Wir dürfen uns dann fragen, was eine CNC-Fräsmaschine oder ein 3D-Drucker ohne Software machen würde bzw. was es denn bei der Vogelfeder für Softwaremöglichkeiten gäbe. Treu nach der Hegelschen Dialektik: Eine ordentliche These formulieren, eine sauber begründete Antithese dagegen stellen, um in einem korrekten wissenschaftlichen Prozess eine Synthese zu bilden, damit aus dieser dann eine neue These wird. So würde ich mir Wissenschaft wünschen.
Der Basler Zoologe Adolf Portmann gibt dafür ein Beispiel (»Vom Wunder des Vogellebens«, Piper 1984).
Die oben beschriebenen Details passen natürlich in der Konsequenz mit den meisten Lehrbüchern nicht richtig zusammen und erzeugen auch weniger konstruktiv gemeinte Kritik. In Publikationen werden knifflige Punkte oft wortreich umschifft … oder erst gar nicht benannt. Umso genauer ich aber im Lebendigen beobachte, desto deutlicher steigen in aller Regel Fragen bzgl. der Ursächlichkeit von Leben und dem Zufallsprinzip von Evolution auf.
Um hier einen Diskurs zu versachlichen, einen Dialog anzustreben, wie sich Leben wirklich organisiert, ist es hilfreich, auf substanzielle, mechanisch anschaubare Lebensprozesse wie die der Federbildung zu schauen. Das geht bis in die genetische Struktur hinein. Ein Beispiel, die Doppelhelix der DNA ist vielen als Modell vertraut:
Zwei miteinander verdrillte Stränge sind laufend durch Basenpaare verbunden. Damit das DNA-Gebilde im Zellkern Platz findet, wird es in Schlaufen gefaltet. Laut Literatur erfolgt eine komplette Windung nach rund 10 Basenpaaren. Bei 3,1 Milliarden Basenpaaren der menschlichen DNA wären dies pro Doppelhelix 310 Millionen Windungen, gefaltet in Schlaufen.
Nun denken wir uns die Zellteilung, die Mitose dazu: Die DNA der Ausgangszelle teilt sich in zwei Stranghälften. Nach Abschluss der Zellteilung findet sich jeweils eine Stranghälfte in einer der zwei Zellen. Der gesamte Teilungsprozess der menschlichen Zelle dauert etwa eine Stunde. Nun denken wir uns diese Aufgabe in eine anschaubare Größe: Einen 2-adrigen Klingeldraht mit 310 Millionen Windungen in einer Stunde irgendwie zu entzwirnen oder in Teile zu zerlegen, um ihn dann mit zwei neuen Drahthälften identisch wieder zu verzwirnen. Nicht nur Hegel wäre auf das Ergebnis gespannt.

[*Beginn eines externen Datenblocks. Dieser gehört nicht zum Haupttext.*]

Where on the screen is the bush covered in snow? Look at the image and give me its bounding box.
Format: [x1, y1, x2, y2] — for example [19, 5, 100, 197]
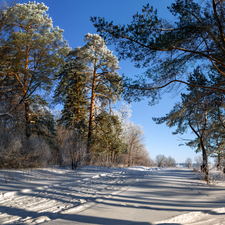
[0, 133, 51, 168]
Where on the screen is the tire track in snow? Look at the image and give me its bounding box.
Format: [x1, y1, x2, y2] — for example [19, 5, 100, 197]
[0, 172, 134, 224]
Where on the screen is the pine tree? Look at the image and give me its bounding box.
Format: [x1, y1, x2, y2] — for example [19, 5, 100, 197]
[91, 0, 225, 103]
[153, 67, 213, 181]
[83, 33, 122, 161]
[2, 2, 68, 138]
[55, 48, 90, 132]
[91, 112, 127, 164]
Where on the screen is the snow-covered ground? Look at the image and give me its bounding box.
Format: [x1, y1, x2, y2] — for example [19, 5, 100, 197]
[0, 167, 225, 225]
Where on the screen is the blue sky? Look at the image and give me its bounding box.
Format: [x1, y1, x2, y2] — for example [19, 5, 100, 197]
[19, 0, 202, 163]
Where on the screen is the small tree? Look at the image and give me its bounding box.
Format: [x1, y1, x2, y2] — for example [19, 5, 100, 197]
[155, 155, 167, 167]
[185, 158, 192, 168]
[166, 156, 176, 167]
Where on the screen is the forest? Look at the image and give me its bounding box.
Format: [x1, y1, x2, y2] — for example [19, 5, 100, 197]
[0, 2, 153, 169]
[0, 0, 225, 185]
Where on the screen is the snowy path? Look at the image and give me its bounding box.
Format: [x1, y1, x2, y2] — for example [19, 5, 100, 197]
[0, 167, 225, 225]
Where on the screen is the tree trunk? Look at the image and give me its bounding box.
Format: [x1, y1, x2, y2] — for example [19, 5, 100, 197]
[25, 102, 31, 138]
[200, 138, 209, 183]
[87, 60, 97, 164]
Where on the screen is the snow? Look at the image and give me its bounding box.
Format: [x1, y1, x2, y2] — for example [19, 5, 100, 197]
[0, 166, 225, 225]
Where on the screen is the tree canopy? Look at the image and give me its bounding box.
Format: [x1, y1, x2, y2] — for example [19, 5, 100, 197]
[91, 0, 225, 102]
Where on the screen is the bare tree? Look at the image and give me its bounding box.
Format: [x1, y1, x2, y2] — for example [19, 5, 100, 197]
[185, 158, 192, 168]
[155, 155, 167, 167]
[166, 156, 176, 167]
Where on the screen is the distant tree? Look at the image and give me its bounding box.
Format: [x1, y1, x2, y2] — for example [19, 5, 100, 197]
[155, 155, 167, 167]
[166, 156, 176, 167]
[194, 155, 202, 168]
[185, 158, 192, 168]
[91, 112, 127, 165]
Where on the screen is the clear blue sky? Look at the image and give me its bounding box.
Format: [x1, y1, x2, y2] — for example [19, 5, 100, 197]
[16, 0, 202, 163]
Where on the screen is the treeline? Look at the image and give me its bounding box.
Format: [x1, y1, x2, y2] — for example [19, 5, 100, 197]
[0, 2, 152, 169]
[91, 0, 225, 181]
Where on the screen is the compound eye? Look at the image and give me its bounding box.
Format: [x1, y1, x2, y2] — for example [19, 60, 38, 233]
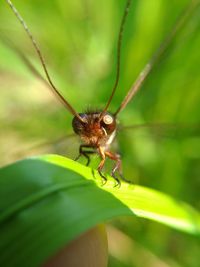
[103, 114, 113, 125]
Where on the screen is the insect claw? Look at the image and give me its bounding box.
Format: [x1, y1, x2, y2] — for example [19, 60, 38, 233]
[74, 154, 81, 161]
[98, 170, 108, 186]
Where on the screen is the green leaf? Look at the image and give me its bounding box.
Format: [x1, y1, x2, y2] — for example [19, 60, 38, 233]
[0, 155, 200, 267]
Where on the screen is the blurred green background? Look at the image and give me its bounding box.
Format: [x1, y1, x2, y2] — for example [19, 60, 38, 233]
[0, 0, 200, 267]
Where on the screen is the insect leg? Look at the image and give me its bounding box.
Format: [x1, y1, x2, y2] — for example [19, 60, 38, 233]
[97, 147, 107, 185]
[105, 151, 131, 187]
[75, 144, 96, 166]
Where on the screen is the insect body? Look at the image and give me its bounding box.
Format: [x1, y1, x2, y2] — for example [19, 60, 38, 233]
[6, 0, 199, 184]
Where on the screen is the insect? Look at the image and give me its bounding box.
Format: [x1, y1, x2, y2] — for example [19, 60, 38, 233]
[3, 0, 199, 185]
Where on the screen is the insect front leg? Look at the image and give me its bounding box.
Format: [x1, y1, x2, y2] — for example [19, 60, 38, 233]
[97, 147, 107, 185]
[75, 144, 96, 166]
[105, 151, 131, 186]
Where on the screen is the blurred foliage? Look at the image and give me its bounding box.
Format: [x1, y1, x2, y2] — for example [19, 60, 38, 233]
[0, 0, 200, 267]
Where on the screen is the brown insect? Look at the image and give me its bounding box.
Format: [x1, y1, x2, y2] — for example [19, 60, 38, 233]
[6, 0, 198, 185]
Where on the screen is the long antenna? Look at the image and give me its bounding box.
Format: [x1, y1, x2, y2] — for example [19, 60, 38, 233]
[114, 0, 200, 116]
[6, 0, 84, 122]
[100, 0, 131, 119]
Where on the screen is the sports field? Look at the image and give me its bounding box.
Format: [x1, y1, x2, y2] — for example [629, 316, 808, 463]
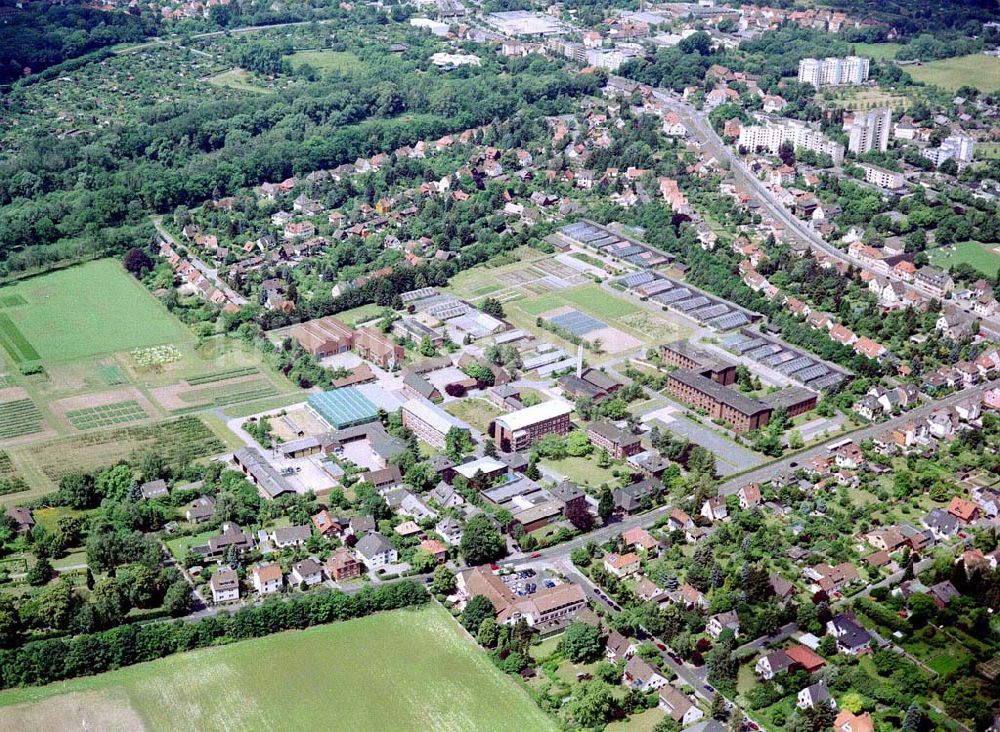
[927, 241, 1000, 279]
[905, 53, 1000, 92]
[0, 259, 190, 363]
[854, 43, 903, 61]
[0, 605, 555, 732]
[285, 50, 364, 74]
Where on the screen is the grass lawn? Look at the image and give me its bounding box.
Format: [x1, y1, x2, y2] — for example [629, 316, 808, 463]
[605, 707, 667, 732]
[927, 242, 1000, 279]
[0, 259, 191, 361]
[0, 606, 555, 732]
[854, 43, 903, 61]
[973, 142, 1000, 160]
[204, 69, 274, 94]
[285, 51, 364, 75]
[904, 53, 1000, 92]
[517, 285, 639, 325]
[163, 529, 219, 561]
[444, 399, 503, 432]
[540, 454, 617, 487]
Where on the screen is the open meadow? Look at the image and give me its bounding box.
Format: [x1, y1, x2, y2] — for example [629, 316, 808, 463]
[0, 605, 555, 732]
[905, 53, 1000, 93]
[927, 241, 1000, 279]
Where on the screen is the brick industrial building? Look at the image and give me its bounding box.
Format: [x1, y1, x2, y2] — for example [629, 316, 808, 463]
[492, 399, 573, 452]
[289, 317, 354, 358]
[660, 341, 736, 386]
[667, 369, 774, 434]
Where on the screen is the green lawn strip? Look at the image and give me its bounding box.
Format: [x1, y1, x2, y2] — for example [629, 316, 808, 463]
[0, 605, 556, 732]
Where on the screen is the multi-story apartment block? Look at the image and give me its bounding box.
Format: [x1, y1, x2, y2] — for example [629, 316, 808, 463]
[739, 121, 844, 163]
[847, 107, 892, 155]
[493, 399, 573, 452]
[861, 163, 906, 190]
[660, 341, 736, 386]
[667, 369, 774, 434]
[799, 56, 869, 88]
[402, 399, 466, 450]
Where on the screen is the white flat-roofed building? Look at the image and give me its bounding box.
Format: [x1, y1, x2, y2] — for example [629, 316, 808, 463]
[493, 399, 573, 452]
[739, 121, 844, 163]
[861, 163, 906, 190]
[403, 399, 469, 450]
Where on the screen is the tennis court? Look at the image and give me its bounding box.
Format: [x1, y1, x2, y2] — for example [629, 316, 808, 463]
[306, 386, 378, 430]
[549, 310, 608, 336]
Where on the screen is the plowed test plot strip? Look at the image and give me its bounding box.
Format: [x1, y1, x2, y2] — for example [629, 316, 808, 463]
[0, 314, 41, 363]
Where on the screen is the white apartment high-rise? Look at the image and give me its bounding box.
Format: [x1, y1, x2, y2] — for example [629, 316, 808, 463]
[799, 56, 869, 87]
[847, 107, 892, 155]
[739, 122, 844, 163]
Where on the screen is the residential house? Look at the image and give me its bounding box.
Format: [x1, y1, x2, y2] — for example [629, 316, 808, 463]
[326, 546, 364, 582]
[354, 532, 399, 569]
[251, 562, 284, 595]
[826, 613, 872, 656]
[754, 650, 795, 681]
[271, 524, 312, 549]
[289, 557, 323, 587]
[622, 655, 667, 692]
[209, 567, 240, 605]
[658, 684, 705, 727]
[795, 681, 837, 709]
[604, 552, 639, 578]
[705, 610, 740, 640]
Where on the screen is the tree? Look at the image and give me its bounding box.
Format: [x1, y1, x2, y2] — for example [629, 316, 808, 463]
[597, 486, 615, 524]
[444, 426, 476, 463]
[90, 577, 129, 628]
[163, 579, 191, 618]
[559, 622, 604, 663]
[569, 681, 618, 727]
[907, 592, 937, 628]
[0, 593, 24, 648]
[458, 595, 496, 633]
[566, 430, 594, 457]
[903, 702, 924, 732]
[479, 297, 507, 318]
[122, 249, 153, 279]
[431, 564, 455, 595]
[712, 694, 729, 722]
[36, 579, 80, 630]
[476, 618, 500, 648]
[25, 559, 55, 587]
[459, 514, 507, 568]
[56, 473, 101, 508]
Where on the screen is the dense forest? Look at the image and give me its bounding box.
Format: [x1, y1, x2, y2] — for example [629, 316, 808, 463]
[0, 41, 601, 273]
[0, 3, 158, 84]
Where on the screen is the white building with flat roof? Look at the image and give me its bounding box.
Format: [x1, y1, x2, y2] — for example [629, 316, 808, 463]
[493, 399, 573, 452]
[799, 56, 869, 88]
[739, 120, 844, 163]
[402, 399, 469, 450]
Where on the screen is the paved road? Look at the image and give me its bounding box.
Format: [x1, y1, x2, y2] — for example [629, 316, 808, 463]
[655, 89, 1000, 335]
[719, 379, 1000, 495]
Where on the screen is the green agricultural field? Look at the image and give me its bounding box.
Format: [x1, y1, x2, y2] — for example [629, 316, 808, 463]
[905, 53, 1000, 92]
[203, 69, 274, 94]
[285, 51, 364, 75]
[854, 43, 903, 61]
[444, 399, 502, 432]
[928, 241, 1000, 279]
[0, 259, 191, 362]
[517, 285, 639, 318]
[0, 606, 556, 732]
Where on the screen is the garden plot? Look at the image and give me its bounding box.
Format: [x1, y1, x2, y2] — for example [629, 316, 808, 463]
[541, 307, 642, 353]
[51, 389, 156, 430]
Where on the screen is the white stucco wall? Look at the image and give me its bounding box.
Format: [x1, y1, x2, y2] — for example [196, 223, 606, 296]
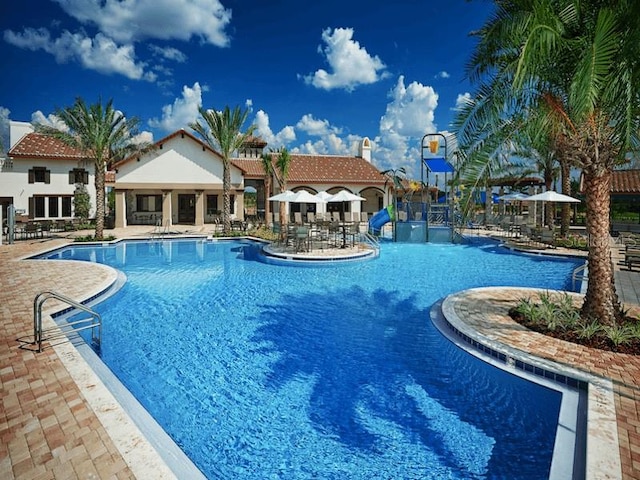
[0, 159, 96, 218]
[116, 135, 243, 189]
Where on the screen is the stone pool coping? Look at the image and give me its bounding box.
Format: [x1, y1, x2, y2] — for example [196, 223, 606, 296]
[0, 237, 640, 479]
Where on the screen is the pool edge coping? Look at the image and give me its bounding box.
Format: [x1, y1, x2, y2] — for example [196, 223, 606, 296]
[441, 287, 622, 480]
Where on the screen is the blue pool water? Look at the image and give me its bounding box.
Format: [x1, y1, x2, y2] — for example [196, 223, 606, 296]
[37, 240, 577, 480]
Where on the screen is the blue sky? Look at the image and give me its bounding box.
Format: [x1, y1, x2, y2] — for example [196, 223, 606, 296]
[0, 0, 493, 176]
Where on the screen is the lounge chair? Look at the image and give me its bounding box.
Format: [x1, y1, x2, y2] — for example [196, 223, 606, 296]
[540, 228, 556, 248]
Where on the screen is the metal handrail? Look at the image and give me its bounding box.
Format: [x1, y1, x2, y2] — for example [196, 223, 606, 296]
[571, 262, 589, 290]
[32, 290, 102, 352]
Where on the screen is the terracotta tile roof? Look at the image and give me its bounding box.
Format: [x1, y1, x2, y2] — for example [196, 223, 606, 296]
[244, 135, 267, 148]
[232, 155, 384, 185]
[9, 133, 85, 160]
[489, 177, 544, 187]
[112, 130, 221, 168]
[287, 155, 384, 185]
[231, 158, 264, 178]
[611, 170, 640, 194]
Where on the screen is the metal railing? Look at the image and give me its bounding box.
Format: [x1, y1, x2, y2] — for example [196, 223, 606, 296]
[30, 291, 102, 352]
[571, 262, 589, 291]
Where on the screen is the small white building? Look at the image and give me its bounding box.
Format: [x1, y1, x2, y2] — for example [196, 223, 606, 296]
[108, 130, 244, 227]
[0, 121, 95, 220]
[0, 122, 387, 231]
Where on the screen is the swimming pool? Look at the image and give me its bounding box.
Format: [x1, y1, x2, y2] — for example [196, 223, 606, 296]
[41, 240, 578, 479]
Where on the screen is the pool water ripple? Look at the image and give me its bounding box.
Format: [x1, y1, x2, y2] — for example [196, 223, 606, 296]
[43, 240, 577, 479]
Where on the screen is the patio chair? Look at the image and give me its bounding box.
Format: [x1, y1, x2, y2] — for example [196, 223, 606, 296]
[24, 222, 42, 239]
[540, 228, 556, 248]
[294, 226, 309, 252]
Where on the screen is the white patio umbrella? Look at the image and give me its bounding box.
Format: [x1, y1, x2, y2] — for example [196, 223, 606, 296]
[316, 190, 333, 213]
[523, 190, 580, 203]
[316, 190, 333, 202]
[267, 190, 295, 225]
[498, 192, 529, 202]
[290, 190, 327, 203]
[267, 190, 295, 202]
[327, 190, 366, 222]
[524, 190, 580, 225]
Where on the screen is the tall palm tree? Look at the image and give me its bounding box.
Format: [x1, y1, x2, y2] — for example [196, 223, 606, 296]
[267, 147, 291, 229]
[189, 106, 256, 234]
[36, 98, 150, 240]
[456, 0, 640, 324]
[260, 153, 273, 225]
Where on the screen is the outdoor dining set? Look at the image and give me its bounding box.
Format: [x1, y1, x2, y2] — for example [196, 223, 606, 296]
[273, 212, 367, 252]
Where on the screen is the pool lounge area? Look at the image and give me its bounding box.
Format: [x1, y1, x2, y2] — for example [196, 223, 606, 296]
[0, 230, 640, 478]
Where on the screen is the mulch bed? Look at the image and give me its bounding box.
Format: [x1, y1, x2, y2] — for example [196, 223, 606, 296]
[509, 308, 640, 355]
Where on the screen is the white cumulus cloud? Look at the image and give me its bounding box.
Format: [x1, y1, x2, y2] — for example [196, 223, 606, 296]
[453, 92, 471, 110]
[296, 113, 340, 137]
[0, 106, 11, 155]
[253, 110, 296, 150]
[302, 28, 388, 91]
[31, 110, 69, 132]
[4, 28, 156, 81]
[374, 76, 438, 174]
[54, 0, 231, 47]
[149, 45, 187, 63]
[149, 82, 203, 133]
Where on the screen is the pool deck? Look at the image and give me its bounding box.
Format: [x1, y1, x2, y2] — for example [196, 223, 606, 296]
[0, 227, 640, 480]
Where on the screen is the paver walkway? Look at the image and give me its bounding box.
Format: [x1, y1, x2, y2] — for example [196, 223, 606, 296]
[0, 228, 640, 480]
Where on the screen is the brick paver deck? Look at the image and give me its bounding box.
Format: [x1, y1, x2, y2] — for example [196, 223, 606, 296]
[0, 232, 640, 480]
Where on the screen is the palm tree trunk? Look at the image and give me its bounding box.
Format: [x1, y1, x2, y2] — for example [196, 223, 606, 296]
[264, 178, 271, 227]
[222, 158, 231, 235]
[560, 161, 572, 238]
[94, 161, 105, 240]
[542, 175, 556, 230]
[581, 170, 622, 325]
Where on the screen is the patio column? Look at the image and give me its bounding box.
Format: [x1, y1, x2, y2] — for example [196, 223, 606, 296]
[195, 190, 204, 227]
[115, 190, 127, 228]
[162, 190, 173, 226]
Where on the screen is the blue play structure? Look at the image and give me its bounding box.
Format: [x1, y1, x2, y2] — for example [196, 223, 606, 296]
[369, 133, 456, 243]
[369, 205, 395, 235]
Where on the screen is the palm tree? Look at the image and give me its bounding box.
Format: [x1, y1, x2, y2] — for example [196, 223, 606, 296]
[267, 147, 291, 229]
[456, 0, 640, 324]
[189, 106, 256, 234]
[260, 153, 273, 225]
[36, 98, 150, 240]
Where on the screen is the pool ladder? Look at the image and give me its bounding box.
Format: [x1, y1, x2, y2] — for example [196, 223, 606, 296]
[18, 291, 102, 352]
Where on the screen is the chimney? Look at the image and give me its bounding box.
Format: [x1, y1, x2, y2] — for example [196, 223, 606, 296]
[358, 137, 371, 163]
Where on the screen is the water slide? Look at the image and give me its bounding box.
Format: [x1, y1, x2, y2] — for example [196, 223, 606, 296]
[369, 205, 395, 235]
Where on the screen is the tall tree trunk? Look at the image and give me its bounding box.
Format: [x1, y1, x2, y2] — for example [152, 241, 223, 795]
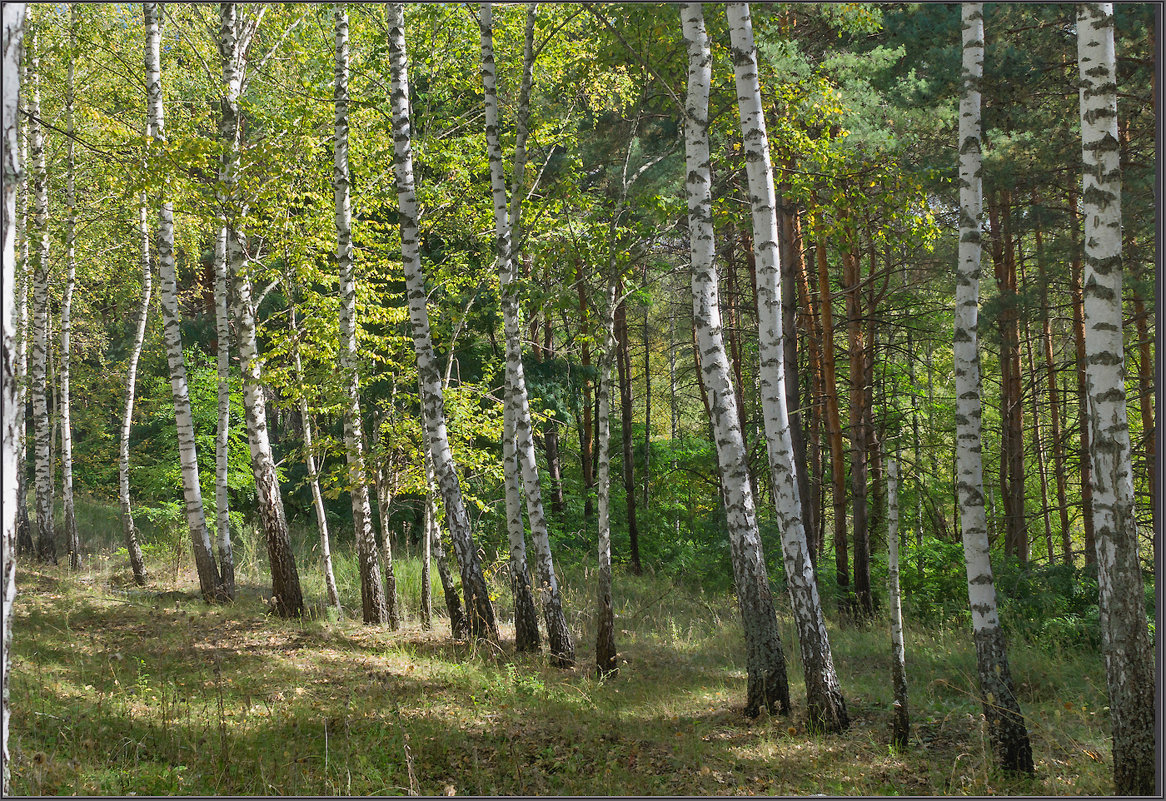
[815, 211, 850, 600]
[616, 294, 644, 576]
[482, 3, 575, 667]
[59, 6, 80, 570]
[953, 2, 1033, 773]
[842, 247, 875, 618]
[0, 2, 27, 796]
[142, 2, 227, 602]
[27, 28, 57, 564]
[1032, 199, 1073, 564]
[886, 456, 911, 749]
[1069, 191, 1097, 564]
[387, 2, 498, 641]
[1077, 2, 1157, 795]
[332, 3, 391, 624]
[680, 3, 788, 717]
[118, 192, 154, 586]
[722, 3, 850, 731]
[595, 276, 619, 679]
[227, 265, 303, 618]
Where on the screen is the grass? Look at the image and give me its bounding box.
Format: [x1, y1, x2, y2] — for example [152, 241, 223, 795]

Und was hat das nun alles mit unserem realen Leben zu tun? Wir agieren inzwischen mit unterschiedlichsten (bio-)technischen Anwendungen in den intimsten Bereichen des Lebens, obwohl die ihnen zugrunde liegenden wissenschaftlichen Modelle mehr als fragwürdig sind. Mit aller Konsequenz … auf Kosten des realen Lebens.